The smirk that stretched across her features was more predatory than human, more gleeful than should have been possible in comparison to the voice that she had just a moment ago, accompanied by a with a glow that reflected back amber eyes on the glass bottle between them. It wasn't just that she was pleased he was drinking, though that was certainly part of it.
But her hands stayed relaxed on the table and on her own face, no other physical changes reflected. Jayati may not be as old as he but she had precise control down to an art, "Oh, do not present yourself as a challenge you can't live up to, darling, no reason to tease." The laugh that echoed out was genuine, if a bit raspy and deeper than one might expect. Whether it was at her terrible joke, or the thought of Rasmus presenting a challenge to her than she did not specify.
Though that latter would certainly be welcome, in one capacity or another, depending on the civilian casualties.
"I have no desire to peel away your little hidey hole, Rasmus. I prefer people calm, and secrets are not my currency." Truth, in her voice and posture, the way she held eye contact and the way her hands held the evidence of her direct nature instead of pulling strings from the shadows.

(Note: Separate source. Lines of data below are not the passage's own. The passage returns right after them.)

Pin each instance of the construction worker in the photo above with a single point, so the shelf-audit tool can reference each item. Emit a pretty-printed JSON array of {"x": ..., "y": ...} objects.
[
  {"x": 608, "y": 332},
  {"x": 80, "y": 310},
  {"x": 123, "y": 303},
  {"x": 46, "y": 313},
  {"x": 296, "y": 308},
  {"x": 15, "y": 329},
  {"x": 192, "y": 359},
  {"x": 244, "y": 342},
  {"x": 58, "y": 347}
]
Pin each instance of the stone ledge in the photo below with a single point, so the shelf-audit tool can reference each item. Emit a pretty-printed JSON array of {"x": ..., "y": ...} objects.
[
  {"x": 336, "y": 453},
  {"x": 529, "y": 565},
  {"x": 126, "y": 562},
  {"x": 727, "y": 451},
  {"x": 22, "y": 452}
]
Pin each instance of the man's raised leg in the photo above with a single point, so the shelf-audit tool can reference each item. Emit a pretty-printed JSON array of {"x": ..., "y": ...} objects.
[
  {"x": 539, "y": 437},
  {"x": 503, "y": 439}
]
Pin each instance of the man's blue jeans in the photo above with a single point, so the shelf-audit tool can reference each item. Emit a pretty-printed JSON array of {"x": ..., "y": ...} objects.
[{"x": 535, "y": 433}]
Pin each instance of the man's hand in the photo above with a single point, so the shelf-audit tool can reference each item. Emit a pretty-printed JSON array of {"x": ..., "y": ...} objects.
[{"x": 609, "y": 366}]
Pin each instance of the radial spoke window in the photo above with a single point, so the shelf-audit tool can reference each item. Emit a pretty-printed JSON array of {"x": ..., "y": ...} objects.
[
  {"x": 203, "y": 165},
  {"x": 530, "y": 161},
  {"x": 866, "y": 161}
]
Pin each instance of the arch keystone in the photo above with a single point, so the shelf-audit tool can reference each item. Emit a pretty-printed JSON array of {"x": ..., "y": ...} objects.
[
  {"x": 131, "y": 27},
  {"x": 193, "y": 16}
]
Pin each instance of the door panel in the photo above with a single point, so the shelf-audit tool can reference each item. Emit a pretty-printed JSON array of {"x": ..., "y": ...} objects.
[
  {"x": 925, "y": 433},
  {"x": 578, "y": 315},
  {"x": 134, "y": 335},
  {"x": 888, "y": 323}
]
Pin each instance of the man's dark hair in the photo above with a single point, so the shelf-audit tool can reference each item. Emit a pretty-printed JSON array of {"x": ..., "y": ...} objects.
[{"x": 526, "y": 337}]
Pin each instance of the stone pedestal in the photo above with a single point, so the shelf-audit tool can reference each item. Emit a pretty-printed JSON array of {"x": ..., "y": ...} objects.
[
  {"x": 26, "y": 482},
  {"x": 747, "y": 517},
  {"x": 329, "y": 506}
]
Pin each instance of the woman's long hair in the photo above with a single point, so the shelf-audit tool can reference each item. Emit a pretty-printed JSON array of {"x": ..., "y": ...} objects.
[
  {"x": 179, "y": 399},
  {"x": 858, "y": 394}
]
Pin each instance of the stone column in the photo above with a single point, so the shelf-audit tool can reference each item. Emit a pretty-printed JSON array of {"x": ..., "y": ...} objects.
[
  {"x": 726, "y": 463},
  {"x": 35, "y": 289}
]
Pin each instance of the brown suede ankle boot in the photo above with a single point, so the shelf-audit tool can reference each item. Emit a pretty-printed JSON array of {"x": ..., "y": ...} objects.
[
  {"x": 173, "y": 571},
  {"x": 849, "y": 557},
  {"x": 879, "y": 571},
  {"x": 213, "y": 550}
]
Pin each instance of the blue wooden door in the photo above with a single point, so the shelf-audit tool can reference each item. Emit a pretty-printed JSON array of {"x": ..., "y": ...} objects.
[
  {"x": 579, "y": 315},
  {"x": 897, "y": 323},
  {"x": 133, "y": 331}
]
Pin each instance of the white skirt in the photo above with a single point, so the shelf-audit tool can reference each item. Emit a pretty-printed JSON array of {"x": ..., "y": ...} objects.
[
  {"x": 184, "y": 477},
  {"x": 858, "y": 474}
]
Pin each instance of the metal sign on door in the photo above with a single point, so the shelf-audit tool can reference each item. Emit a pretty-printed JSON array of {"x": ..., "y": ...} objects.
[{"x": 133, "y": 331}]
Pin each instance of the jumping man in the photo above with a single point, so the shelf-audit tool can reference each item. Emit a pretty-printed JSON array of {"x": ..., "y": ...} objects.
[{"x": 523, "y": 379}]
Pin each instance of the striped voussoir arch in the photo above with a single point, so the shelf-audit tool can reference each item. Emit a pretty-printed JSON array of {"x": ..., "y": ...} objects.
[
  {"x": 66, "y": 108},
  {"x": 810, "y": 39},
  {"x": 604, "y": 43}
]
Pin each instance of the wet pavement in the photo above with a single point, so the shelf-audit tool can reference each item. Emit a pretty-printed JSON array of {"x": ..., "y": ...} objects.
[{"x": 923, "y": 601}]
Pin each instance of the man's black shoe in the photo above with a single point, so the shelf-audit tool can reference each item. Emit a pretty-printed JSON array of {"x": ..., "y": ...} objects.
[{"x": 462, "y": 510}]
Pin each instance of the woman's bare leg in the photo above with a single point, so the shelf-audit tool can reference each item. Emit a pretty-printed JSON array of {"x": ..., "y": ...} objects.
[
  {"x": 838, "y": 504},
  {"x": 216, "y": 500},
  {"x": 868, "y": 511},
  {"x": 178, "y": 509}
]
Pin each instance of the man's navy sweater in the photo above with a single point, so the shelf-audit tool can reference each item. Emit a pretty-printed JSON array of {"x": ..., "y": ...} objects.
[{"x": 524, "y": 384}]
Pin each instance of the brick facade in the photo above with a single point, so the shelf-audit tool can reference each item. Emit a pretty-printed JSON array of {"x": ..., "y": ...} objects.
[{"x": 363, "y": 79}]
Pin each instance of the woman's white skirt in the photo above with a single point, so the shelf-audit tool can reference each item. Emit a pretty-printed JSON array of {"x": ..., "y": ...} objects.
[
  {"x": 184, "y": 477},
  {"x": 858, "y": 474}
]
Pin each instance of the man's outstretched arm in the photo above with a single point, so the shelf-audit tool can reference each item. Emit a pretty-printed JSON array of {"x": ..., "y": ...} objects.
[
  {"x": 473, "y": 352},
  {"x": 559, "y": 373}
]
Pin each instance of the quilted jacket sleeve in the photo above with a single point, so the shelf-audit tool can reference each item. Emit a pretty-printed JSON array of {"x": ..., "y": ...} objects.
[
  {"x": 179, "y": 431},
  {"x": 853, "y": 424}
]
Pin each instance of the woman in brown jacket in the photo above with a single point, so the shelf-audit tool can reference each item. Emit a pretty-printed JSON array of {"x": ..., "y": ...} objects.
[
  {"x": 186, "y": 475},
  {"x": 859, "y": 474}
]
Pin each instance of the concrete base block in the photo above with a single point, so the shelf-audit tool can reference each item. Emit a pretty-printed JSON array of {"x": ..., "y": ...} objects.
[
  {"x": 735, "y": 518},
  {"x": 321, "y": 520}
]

If she had a problem with him, or wanted to hurt him, it would be done by her hand instead of through others or by utilizing a mob.
But after a moment she stood, rolling her neck from one side to the other and pulling her hair out from her her jacket, as casual as you please. "I'll leave you to your shift. I look forward to a comfortable relationship of mostly ignoring each other." For what it was worth, she really did sound pleased with how it had all turned out.